In another ten minutes we had reached the top, when, turning up-stream, we presently came to the dry gully which led down to where the old flume once stood. Thence, turning "inland," as one might say, we followed up the bed of this gully, finding that it had its head in a little grassy basin which looked as though it had once been a small lake. In crossing this basin we stirred up from among the bushes a band of blacktail deer, which ran off about fifty yards and then stood still to look at us; these usually shy animals being evidently consumed with curiosity at the sight of three strange beasts walking on their hind legs. Undoubtedly, we were the first human beings they had ever encountered.

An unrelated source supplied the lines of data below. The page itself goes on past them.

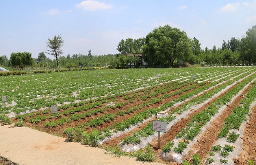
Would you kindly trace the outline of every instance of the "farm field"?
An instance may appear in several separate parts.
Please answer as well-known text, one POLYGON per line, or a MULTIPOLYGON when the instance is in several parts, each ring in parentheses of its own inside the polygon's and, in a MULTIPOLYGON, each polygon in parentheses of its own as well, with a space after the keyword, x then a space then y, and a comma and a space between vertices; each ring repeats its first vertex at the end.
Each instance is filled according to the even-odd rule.
POLYGON ((256 150, 255 73, 247 66, 4 76, 6 106, 1 102, 0 114, 17 125, 106 150, 137 157, 150 150, 163 163, 247 164, 256 163, 256 152, 249 151, 256 150), (56 121, 52 106, 58 106, 56 121), (162 110, 168 116, 157 119, 162 110), (167 123, 160 149, 152 130, 157 120, 167 123))

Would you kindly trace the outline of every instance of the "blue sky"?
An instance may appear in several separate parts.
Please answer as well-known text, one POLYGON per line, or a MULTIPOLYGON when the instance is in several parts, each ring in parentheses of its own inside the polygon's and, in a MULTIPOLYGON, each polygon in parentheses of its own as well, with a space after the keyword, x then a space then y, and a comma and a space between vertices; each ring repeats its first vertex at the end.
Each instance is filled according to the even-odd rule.
POLYGON ((8 59, 24 51, 37 58, 59 34, 62 56, 114 54, 122 39, 167 24, 212 49, 256 25, 256 0, 0 0, 0 56, 8 59))

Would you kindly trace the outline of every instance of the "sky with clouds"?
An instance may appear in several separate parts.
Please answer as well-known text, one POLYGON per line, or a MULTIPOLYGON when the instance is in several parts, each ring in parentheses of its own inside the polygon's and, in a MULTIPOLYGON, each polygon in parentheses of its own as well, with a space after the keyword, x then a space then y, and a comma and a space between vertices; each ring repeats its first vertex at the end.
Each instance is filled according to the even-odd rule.
POLYGON ((256 0, 0 0, 0 56, 8 59, 24 51, 37 58, 59 34, 62 56, 115 54, 122 39, 166 24, 211 49, 256 25, 256 0))

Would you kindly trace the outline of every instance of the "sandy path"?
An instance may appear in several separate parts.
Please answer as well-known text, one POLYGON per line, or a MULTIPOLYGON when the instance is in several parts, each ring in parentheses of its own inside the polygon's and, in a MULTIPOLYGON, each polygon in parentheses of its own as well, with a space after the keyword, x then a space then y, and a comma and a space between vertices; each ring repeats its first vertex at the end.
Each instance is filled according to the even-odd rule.
POLYGON ((28 127, 0 126, 0 155, 20 165, 160 165, 120 158, 106 151, 28 127))

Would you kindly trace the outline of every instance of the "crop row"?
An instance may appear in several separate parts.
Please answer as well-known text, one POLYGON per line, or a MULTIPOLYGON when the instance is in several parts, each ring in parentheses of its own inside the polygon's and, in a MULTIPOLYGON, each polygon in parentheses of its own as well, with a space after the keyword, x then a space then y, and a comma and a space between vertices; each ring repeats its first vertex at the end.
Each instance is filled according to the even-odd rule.
POLYGON ((239 83, 235 87, 233 88, 228 91, 226 94, 218 98, 202 112, 198 113, 192 117, 186 127, 177 134, 176 138, 174 140, 174 142, 170 142, 163 147, 164 148, 163 152, 173 150, 175 152, 183 154, 184 156, 184 154, 186 154, 183 153, 184 150, 189 148, 189 146, 195 143, 195 141, 193 141, 194 138, 200 132, 202 133, 203 126, 206 125, 211 119, 213 117, 223 105, 226 104, 228 102, 231 101, 233 96, 237 94, 246 85, 248 84, 250 81, 254 79, 255 77, 254 75, 253 74, 251 76, 246 79, 242 82, 239 83), (181 139, 184 140, 181 141, 181 139), (174 144, 173 145, 170 145, 170 144, 173 143, 174 144), (173 147, 174 148, 171 149, 171 148, 173 147))

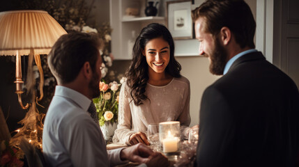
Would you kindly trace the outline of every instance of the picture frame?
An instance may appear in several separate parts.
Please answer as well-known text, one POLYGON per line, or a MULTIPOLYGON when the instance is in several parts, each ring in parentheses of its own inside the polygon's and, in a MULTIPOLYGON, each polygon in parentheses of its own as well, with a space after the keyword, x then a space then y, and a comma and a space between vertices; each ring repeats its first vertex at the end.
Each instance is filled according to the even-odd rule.
POLYGON ((193 37, 192 3, 192 0, 167 2, 167 25, 174 40, 192 39, 193 37))

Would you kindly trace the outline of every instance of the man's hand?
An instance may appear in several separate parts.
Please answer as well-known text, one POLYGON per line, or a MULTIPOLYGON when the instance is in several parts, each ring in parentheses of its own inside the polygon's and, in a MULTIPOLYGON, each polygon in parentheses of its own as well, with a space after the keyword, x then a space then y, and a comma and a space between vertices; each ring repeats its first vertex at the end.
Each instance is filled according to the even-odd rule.
POLYGON ((121 159, 132 162, 146 163, 151 158, 153 151, 141 143, 126 148, 121 152, 121 159))
POLYGON ((132 145, 137 143, 144 143, 147 145, 150 145, 146 138, 146 135, 141 132, 131 134, 129 138, 129 143, 132 145))
POLYGON ((149 157, 148 161, 146 163, 148 167, 167 167, 169 166, 168 159, 160 152, 155 152, 149 157))
POLYGON ((148 167, 168 166, 167 158, 160 152, 152 150, 141 143, 126 148, 121 152, 121 160, 132 162, 145 163, 148 167))

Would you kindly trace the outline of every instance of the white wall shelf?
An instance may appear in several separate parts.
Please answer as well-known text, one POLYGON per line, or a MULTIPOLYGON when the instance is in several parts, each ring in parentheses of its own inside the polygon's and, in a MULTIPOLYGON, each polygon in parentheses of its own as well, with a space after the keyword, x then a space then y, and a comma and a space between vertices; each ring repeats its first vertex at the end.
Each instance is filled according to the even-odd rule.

We did not molest them, but pursuing our course across the little basin, we were about to proceed up a narrow, stony draw at its further end, when a sudden scurry of feet behind us caused us to look back. The band of deer had vanished, and in their stead were four wolves, which, when we turned round, drew up in line and stood staring at us!
As Dick had said, the wild animals up here were making themselves decidedly "interesting."
Pedro had an arrow fitted to his bow in an instant, while Dick and I simultaneously cocked our rifles and stood ready. The wolves, however, remained stationary; it was evidently curiosity and not hunger that inspired them. Seeing this, I picked up a pebble and threw it at them, just to see what they would think of it. The stone struck the ground close under their noses, making them all start, passed between two of them and went hopping along the ground, when, to our great amusement, the whole row of them turned, ran after the stone, sniffed at it, one after the other, and then came back to the old position. It looked so comical that Dick and I burst out laughing; whereupon the wolves, who had doubtless never heard such a sound before, retreated a few paces, where they once more turned round to stare at us.
"Well, Pedro!" cried Dick. "They don't seem to be very dangerous. If all the wolves up here are like that we needn't be afraid of them."